The role of reactive oxygen species (ROS) in angiotensin II (AngII) induced endothelial dysfunction, cardiovascular and renal remodeling, inflammation, and fibrosis has been well documented. The molecular mechanisms of AngII pathophysiological activity involve the stimulation of NADPH oxidases, which produce superoxide and hydrogen peroxide. AngII also increases the production of mitochondrial ROS, while the inhibition of AngII improves mitochondrial function; however, the specific molecular mechanisms of the stimulation of mitochondrial ROS is not clear.
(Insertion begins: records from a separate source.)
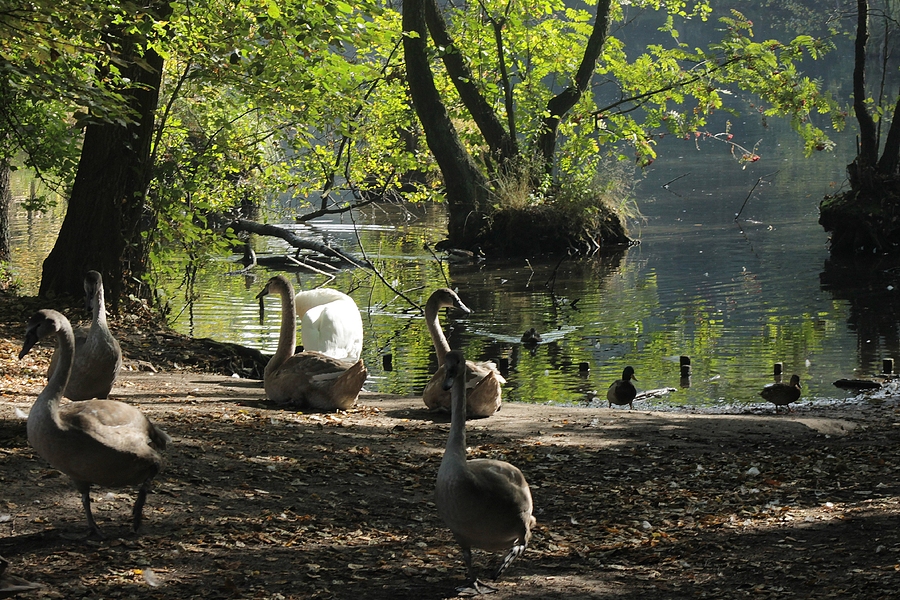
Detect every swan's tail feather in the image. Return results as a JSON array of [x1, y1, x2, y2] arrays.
[[493, 543, 525, 581]]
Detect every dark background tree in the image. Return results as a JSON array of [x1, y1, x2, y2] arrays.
[[819, 0, 900, 256], [40, 2, 171, 311]]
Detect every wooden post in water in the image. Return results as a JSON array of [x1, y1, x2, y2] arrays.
[[679, 355, 691, 377], [678, 355, 691, 388], [497, 356, 509, 377]]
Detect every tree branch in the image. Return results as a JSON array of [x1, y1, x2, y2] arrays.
[[228, 219, 371, 269]]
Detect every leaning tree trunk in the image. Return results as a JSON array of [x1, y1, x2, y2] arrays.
[[0, 160, 12, 262], [819, 0, 900, 256], [537, 0, 612, 173], [403, 0, 489, 246], [40, 4, 170, 311]]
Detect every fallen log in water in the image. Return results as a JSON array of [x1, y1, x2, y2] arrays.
[[228, 219, 372, 269]]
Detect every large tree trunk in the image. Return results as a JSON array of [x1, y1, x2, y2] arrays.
[[424, 0, 519, 165], [40, 4, 171, 311], [878, 95, 900, 177], [819, 0, 900, 256], [403, 0, 489, 246], [851, 0, 878, 176], [537, 0, 612, 173]]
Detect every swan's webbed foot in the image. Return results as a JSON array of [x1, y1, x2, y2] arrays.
[[131, 479, 150, 533], [456, 579, 497, 598], [77, 484, 106, 540]]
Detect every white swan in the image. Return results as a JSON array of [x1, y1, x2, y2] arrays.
[[19, 310, 172, 537], [257, 275, 367, 410], [422, 288, 506, 417], [294, 288, 363, 361], [47, 271, 122, 400], [435, 351, 536, 595]]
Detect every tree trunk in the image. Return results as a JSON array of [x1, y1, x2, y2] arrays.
[[40, 4, 171, 311], [850, 0, 878, 173], [0, 160, 12, 262], [878, 95, 900, 177], [424, 0, 519, 165], [537, 0, 612, 173], [403, 0, 488, 246]]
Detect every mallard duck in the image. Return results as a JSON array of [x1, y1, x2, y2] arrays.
[[257, 275, 367, 411], [759, 375, 800, 412], [606, 367, 637, 409], [0, 556, 41, 598], [434, 351, 536, 595], [522, 327, 543, 346], [294, 288, 363, 361], [434, 240, 485, 264], [422, 288, 506, 417], [19, 310, 172, 537], [47, 271, 122, 400]]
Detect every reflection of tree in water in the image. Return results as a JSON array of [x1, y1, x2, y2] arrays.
[[819, 257, 900, 368]]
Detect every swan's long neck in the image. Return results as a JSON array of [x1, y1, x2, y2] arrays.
[[266, 286, 297, 371], [28, 321, 75, 420], [425, 302, 450, 367], [91, 285, 106, 327], [442, 366, 466, 465]]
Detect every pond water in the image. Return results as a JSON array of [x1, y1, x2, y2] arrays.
[[12, 124, 900, 410]]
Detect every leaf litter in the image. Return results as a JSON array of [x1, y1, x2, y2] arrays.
[[0, 299, 900, 600]]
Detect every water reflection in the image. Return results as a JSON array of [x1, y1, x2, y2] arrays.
[[12, 127, 888, 408]]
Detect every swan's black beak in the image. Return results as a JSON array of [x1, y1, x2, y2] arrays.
[[456, 300, 472, 315]]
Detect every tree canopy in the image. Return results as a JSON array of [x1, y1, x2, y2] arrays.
[[0, 0, 856, 302]]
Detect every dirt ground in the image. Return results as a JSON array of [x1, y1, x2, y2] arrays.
[[0, 302, 900, 600]]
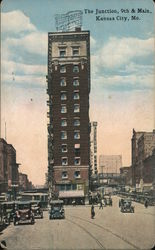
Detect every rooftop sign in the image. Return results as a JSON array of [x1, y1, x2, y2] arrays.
[[55, 10, 83, 31]]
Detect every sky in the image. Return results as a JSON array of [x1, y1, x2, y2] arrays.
[[1, 0, 155, 184]]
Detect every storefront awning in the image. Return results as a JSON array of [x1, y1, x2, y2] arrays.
[[59, 190, 84, 198]]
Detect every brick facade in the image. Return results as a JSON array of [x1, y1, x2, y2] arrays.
[[47, 29, 90, 198]]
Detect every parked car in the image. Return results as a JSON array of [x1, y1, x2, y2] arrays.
[[1, 201, 15, 225], [49, 200, 65, 219], [31, 200, 43, 219], [14, 201, 35, 225], [121, 199, 134, 213], [104, 196, 112, 206]]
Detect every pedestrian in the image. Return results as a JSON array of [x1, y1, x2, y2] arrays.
[[99, 200, 103, 209], [91, 204, 95, 219], [144, 200, 148, 208]]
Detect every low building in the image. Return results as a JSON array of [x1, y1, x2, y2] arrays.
[[99, 155, 122, 174], [120, 166, 132, 186], [0, 138, 19, 192], [143, 149, 155, 190], [19, 173, 32, 190]]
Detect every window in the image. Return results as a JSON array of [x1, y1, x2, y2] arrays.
[[73, 91, 80, 100], [74, 144, 80, 156], [74, 118, 80, 126], [74, 171, 80, 179], [74, 131, 80, 139], [61, 118, 67, 127], [59, 48, 66, 57], [73, 65, 79, 73], [73, 78, 79, 87], [61, 92, 67, 101], [61, 144, 67, 153], [62, 171, 68, 179], [61, 131, 67, 140], [74, 104, 80, 113], [60, 65, 66, 73], [61, 157, 68, 166], [66, 184, 72, 191], [60, 78, 66, 87], [61, 105, 67, 113], [72, 47, 79, 56]]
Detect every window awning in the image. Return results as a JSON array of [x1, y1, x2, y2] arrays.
[[59, 190, 84, 198]]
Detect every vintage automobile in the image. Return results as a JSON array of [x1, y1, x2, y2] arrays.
[[120, 199, 134, 213], [31, 200, 43, 219], [104, 196, 112, 206], [1, 201, 15, 225], [13, 201, 35, 225], [49, 200, 65, 220]]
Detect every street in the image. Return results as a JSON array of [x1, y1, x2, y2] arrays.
[[0, 196, 155, 250]]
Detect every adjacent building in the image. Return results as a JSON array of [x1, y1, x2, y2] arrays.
[[47, 28, 90, 203], [0, 138, 19, 192], [131, 129, 155, 190], [120, 166, 132, 186], [19, 173, 32, 191], [99, 155, 122, 174], [90, 122, 98, 174]]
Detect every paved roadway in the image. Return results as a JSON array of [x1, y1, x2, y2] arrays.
[[0, 196, 155, 250]]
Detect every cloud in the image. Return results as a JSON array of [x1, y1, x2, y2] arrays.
[[2, 60, 47, 75], [2, 74, 46, 87], [5, 31, 47, 56], [1, 10, 36, 33], [94, 74, 154, 88], [92, 37, 154, 69]]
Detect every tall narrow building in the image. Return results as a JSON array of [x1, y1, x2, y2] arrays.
[[90, 122, 98, 174], [47, 28, 90, 203]]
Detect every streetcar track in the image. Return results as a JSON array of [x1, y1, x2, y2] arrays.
[[66, 216, 106, 249], [70, 215, 141, 250]]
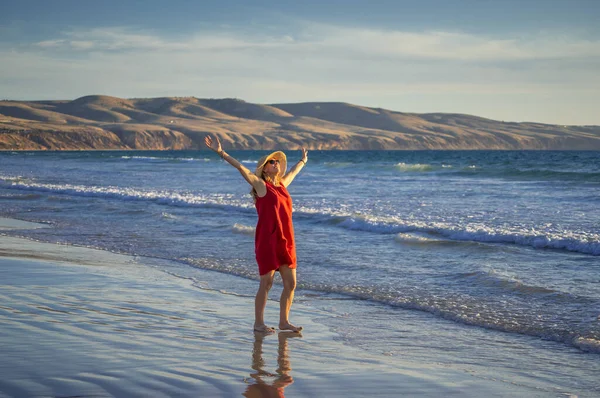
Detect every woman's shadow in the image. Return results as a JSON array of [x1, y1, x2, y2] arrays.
[[243, 332, 302, 398]]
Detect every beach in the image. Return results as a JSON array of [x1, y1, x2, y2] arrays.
[[0, 151, 600, 398], [0, 219, 552, 397]]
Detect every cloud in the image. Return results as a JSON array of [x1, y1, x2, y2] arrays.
[[0, 23, 600, 123], [25, 24, 600, 61]]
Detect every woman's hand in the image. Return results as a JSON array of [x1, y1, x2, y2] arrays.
[[302, 147, 308, 164], [204, 135, 223, 155]]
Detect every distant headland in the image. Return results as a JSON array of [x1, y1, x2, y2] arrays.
[[0, 95, 600, 151]]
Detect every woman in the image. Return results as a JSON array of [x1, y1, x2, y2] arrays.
[[204, 136, 308, 333]]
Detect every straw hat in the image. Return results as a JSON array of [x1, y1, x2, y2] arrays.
[[254, 151, 287, 178]]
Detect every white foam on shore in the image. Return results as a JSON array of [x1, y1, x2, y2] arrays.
[[0, 177, 600, 256], [0, 237, 547, 397]]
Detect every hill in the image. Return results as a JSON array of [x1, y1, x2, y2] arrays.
[[0, 95, 600, 150]]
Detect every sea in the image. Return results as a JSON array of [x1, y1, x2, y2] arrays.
[[0, 150, 600, 396]]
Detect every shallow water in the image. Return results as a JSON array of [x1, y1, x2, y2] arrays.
[[0, 151, 600, 391]]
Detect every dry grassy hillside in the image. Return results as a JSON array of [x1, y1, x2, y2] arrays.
[[0, 95, 600, 150]]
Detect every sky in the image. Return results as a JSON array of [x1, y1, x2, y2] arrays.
[[0, 0, 600, 125]]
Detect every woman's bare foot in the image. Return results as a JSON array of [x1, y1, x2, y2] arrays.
[[254, 325, 275, 333], [279, 323, 302, 333]]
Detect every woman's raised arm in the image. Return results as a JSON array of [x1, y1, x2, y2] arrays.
[[204, 135, 267, 196], [281, 148, 308, 187]]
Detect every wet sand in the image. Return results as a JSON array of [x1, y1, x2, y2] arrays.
[[0, 219, 547, 397]]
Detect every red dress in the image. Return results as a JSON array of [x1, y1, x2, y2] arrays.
[[254, 181, 296, 275]]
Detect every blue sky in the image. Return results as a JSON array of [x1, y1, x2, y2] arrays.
[[0, 0, 600, 125]]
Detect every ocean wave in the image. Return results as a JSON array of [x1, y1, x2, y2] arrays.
[[0, 177, 253, 210], [454, 166, 600, 183], [395, 163, 442, 173], [0, 177, 600, 256], [322, 215, 600, 256], [231, 223, 254, 236], [120, 155, 213, 162]]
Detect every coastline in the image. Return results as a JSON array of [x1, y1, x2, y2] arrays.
[[0, 219, 564, 397]]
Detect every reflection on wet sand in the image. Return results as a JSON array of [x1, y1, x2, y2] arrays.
[[243, 332, 302, 398]]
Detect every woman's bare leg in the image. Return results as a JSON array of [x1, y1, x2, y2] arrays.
[[254, 271, 275, 333], [279, 265, 302, 332]]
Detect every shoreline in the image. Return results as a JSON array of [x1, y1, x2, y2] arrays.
[[0, 219, 548, 397]]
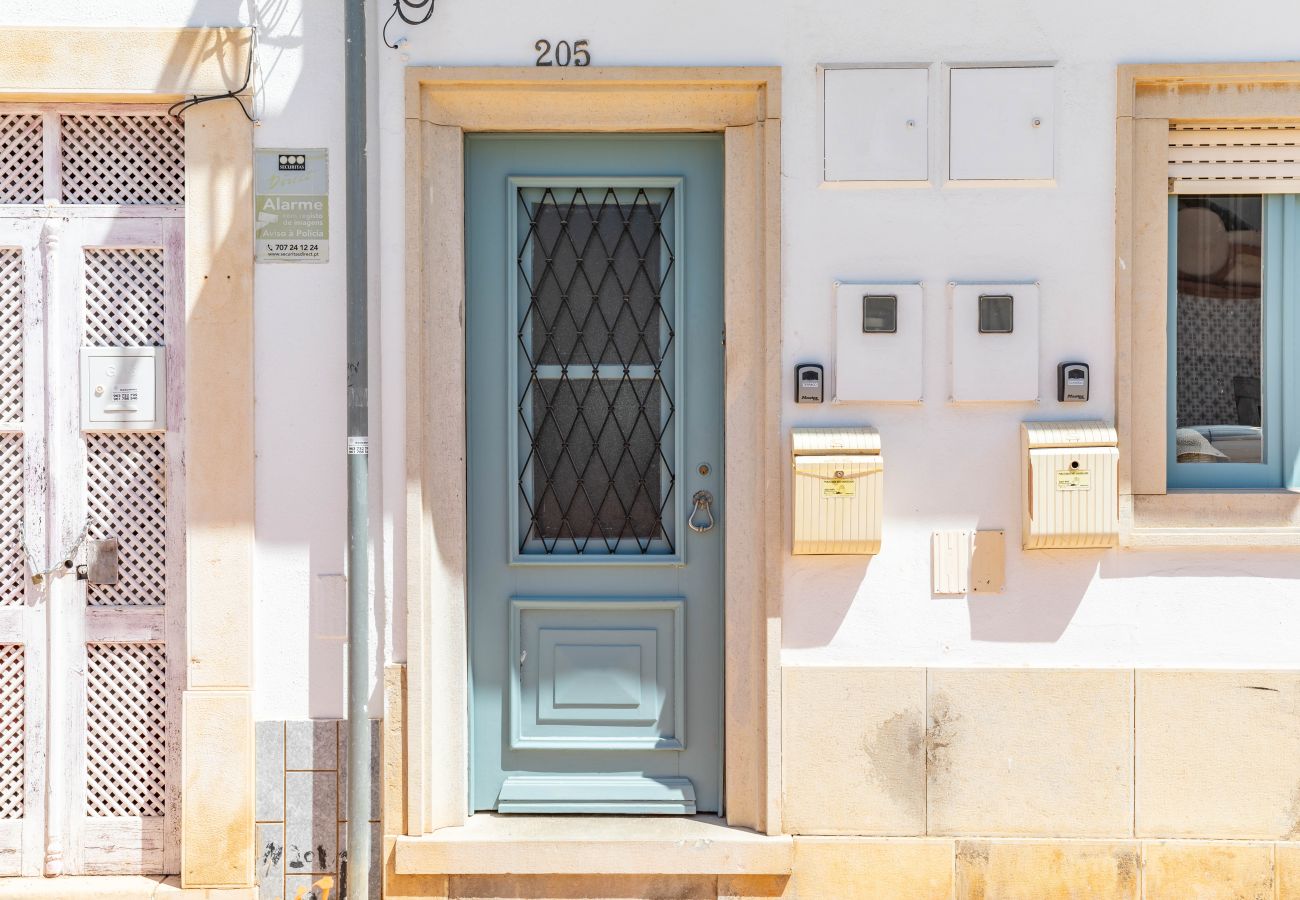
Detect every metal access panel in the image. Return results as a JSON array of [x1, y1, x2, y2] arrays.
[[822, 66, 930, 181]]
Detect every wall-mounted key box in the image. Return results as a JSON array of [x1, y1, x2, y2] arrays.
[[792, 427, 885, 554], [1021, 421, 1119, 550], [81, 347, 166, 432]]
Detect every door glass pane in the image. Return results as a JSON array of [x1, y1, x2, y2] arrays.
[[516, 187, 676, 555], [1175, 195, 1269, 463]]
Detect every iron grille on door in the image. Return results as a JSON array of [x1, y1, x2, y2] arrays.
[[0, 104, 185, 205], [517, 186, 676, 555], [0, 104, 185, 874]]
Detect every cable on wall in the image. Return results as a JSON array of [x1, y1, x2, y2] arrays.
[[384, 0, 434, 49], [168, 27, 258, 125]]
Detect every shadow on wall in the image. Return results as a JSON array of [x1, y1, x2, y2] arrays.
[[781, 557, 875, 649]]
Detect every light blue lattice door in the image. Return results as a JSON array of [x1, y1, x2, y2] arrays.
[[465, 135, 723, 814]]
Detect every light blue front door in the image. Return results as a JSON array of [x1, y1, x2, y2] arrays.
[[465, 135, 723, 814]]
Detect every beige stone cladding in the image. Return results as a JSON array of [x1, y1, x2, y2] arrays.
[[781, 667, 926, 835], [1135, 672, 1300, 840]]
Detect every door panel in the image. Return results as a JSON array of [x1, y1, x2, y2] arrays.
[[511, 598, 685, 750], [465, 135, 723, 813]]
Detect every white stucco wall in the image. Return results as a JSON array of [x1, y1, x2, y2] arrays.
[[10, 0, 1300, 718]]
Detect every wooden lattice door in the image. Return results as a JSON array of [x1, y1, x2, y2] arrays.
[[0, 107, 185, 875]]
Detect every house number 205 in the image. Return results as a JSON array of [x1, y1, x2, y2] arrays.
[[533, 38, 592, 65]]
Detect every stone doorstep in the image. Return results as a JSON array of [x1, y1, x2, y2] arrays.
[[0, 875, 257, 900], [395, 814, 794, 875]]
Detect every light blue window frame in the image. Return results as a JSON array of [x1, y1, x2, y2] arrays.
[[1166, 194, 1300, 490], [506, 176, 686, 566]]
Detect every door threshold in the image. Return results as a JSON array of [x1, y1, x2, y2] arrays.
[[497, 775, 696, 815], [395, 813, 794, 875]]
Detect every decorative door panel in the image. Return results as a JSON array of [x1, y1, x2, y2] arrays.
[[510, 597, 685, 750], [465, 135, 723, 813]]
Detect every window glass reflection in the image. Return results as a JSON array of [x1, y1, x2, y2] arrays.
[[1175, 195, 1266, 463]]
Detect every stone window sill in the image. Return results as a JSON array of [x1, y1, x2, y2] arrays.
[[397, 813, 794, 875], [1119, 490, 1300, 549]]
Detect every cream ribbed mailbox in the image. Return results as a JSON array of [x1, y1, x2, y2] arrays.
[[792, 427, 885, 554], [1021, 421, 1119, 550]]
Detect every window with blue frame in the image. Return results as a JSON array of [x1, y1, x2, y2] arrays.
[[1167, 194, 1300, 489]]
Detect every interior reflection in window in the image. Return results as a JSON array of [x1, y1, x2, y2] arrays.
[[1175, 196, 1265, 463]]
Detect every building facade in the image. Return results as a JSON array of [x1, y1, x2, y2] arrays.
[[0, 0, 1300, 900]]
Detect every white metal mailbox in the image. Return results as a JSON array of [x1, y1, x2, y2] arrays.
[[792, 427, 885, 554], [81, 347, 166, 432], [1021, 421, 1119, 550]]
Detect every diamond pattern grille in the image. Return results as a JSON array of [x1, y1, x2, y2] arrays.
[[0, 433, 27, 606], [0, 250, 25, 421], [86, 644, 166, 815], [86, 432, 166, 606], [0, 114, 46, 203], [59, 113, 185, 205], [82, 248, 164, 347], [517, 187, 676, 555]]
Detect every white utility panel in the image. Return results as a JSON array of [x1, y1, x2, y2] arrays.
[[833, 281, 924, 403], [949, 284, 1039, 403], [948, 66, 1056, 181], [81, 347, 166, 432], [823, 69, 930, 181]]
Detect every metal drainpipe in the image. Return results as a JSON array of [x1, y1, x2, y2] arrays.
[[343, 0, 371, 900]]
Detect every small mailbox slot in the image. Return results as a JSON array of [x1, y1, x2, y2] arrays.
[[979, 294, 1015, 334], [1021, 421, 1119, 550]]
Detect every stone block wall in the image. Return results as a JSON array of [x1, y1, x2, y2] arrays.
[[256, 719, 382, 900]]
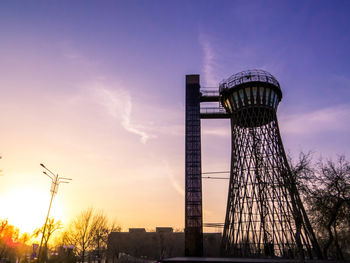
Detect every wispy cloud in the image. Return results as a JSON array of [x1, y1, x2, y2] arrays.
[[93, 82, 153, 144], [162, 160, 185, 196], [199, 34, 219, 87], [280, 105, 350, 134]]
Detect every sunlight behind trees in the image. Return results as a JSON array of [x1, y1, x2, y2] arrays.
[[62, 208, 121, 261]]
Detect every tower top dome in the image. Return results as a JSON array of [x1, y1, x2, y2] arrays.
[[220, 69, 282, 93]]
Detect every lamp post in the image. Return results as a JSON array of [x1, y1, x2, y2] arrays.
[[38, 163, 72, 263]]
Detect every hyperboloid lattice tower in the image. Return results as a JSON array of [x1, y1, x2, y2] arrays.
[[219, 70, 321, 257]]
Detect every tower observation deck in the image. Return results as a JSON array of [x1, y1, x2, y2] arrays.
[[185, 70, 322, 258]]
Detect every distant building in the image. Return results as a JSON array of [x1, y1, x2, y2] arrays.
[[107, 227, 221, 262]]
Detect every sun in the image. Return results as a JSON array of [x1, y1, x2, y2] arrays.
[[0, 185, 64, 233]]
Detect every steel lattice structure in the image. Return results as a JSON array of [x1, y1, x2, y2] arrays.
[[220, 70, 321, 258], [185, 75, 203, 256]]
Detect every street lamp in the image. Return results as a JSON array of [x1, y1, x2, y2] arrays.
[[38, 163, 72, 262]]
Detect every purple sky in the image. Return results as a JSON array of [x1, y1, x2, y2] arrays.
[[0, 0, 350, 234]]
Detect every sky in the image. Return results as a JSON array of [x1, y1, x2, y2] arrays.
[[0, 0, 350, 235]]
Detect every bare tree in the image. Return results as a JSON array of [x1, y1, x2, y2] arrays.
[[309, 155, 350, 259], [32, 218, 62, 261], [63, 208, 120, 262]]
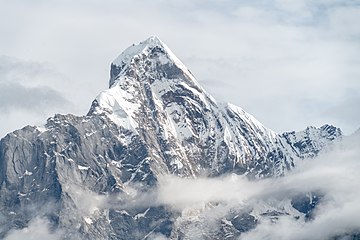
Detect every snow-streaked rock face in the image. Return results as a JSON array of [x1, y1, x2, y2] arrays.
[[0, 37, 342, 239]]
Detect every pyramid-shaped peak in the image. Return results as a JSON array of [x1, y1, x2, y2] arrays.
[[109, 36, 198, 87], [112, 36, 170, 66]]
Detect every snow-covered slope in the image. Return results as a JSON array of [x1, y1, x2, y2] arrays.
[[89, 37, 306, 177], [0, 37, 341, 239]]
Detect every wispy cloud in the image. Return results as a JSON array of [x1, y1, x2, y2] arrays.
[[0, 0, 360, 133]]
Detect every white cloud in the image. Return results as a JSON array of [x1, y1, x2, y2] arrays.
[[0, 0, 360, 133], [5, 218, 61, 240]]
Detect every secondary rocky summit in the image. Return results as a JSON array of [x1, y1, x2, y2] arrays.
[[0, 37, 342, 239]]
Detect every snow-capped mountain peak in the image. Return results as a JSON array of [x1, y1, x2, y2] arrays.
[[109, 36, 200, 87]]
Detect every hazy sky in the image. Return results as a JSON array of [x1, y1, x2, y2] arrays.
[[0, 0, 360, 137]]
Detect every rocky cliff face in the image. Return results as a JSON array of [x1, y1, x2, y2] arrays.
[[0, 37, 342, 239]]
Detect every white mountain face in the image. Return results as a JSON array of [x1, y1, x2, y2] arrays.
[[0, 37, 342, 239]]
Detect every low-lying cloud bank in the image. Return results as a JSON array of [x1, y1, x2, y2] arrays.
[[153, 133, 360, 240], [6, 132, 360, 240]]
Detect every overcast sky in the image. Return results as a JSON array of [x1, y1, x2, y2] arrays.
[[0, 0, 360, 137]]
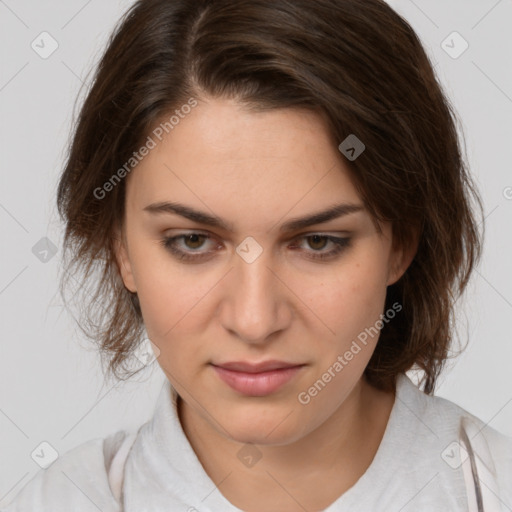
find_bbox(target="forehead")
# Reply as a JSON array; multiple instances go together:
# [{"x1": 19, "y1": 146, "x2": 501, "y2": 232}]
[{"x1": 128, "y1": 99, "x2": 360, "y2": 221}]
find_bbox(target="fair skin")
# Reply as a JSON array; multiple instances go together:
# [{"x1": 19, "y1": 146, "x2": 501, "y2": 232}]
[{"x1": 117, "y1": 98, "x2": 413, "y2": 512}]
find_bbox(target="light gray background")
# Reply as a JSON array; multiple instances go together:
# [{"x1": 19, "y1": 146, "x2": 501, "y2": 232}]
[{"x1": 0, "y1": 0, "x2": 512, "y2": 506}]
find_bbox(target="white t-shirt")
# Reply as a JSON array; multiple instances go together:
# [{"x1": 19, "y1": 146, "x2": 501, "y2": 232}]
[{"x1": 2, "y1": 375, "x2": 512, "y2": 512}]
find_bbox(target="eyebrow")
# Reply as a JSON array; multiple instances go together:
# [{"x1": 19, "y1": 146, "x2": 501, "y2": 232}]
[{"x1": 144, "y1": 201, "x2": 364, "y2": 233}]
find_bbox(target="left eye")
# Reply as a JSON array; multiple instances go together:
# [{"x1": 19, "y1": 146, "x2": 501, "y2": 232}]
[
  {"x1": 162, "y1": 232, "x2": 350, "y2": 261},
  {"x1": 294, "y1": 233, "x2": 350, "y2": 259}
]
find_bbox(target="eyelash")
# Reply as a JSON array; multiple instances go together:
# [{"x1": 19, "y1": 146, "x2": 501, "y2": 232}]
[{"x1": 161, "y1": 231, "x2": 351, "y2": 262}]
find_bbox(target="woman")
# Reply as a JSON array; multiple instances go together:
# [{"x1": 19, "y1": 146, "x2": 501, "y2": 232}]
[{"x1": 6, "y1": 0, "x2": 512, "y2": 512}]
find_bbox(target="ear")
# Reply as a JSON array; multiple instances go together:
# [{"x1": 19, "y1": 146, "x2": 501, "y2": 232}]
[
  {"x1": 114, "y1": 229, "x2": 137, "y2": 293},
  {"x1": 387, "y1": 228, "x2": 419, "y2": 286}
]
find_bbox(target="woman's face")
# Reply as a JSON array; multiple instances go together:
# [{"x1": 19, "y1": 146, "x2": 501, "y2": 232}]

Interestingly, the overexpression of mitochondrial thioredoxin 2 or mitochondrial superoxide dismutase attenuates AngII-induced hypertension, which demonstrates the importance of mitochondrial ROS in AngII-mediated cardiovascular diseases. Although mitochondrial ROS plays an important role in normal physiological cell signaling, AngII, high glucose, high fat, or hypoxia may cause the overproduction of mitochondrial ROS, leading to the feed-forward redox stimulation of NADPH oxidases. This vicious cycle may contribute to the development of pathological conditions and facilitate organ damage in hypertension, atherosclerosis, and diabetes. The development of antioxidant strategies specifically targeting mitochondria could be therapeutically beneficial in these disease conditions.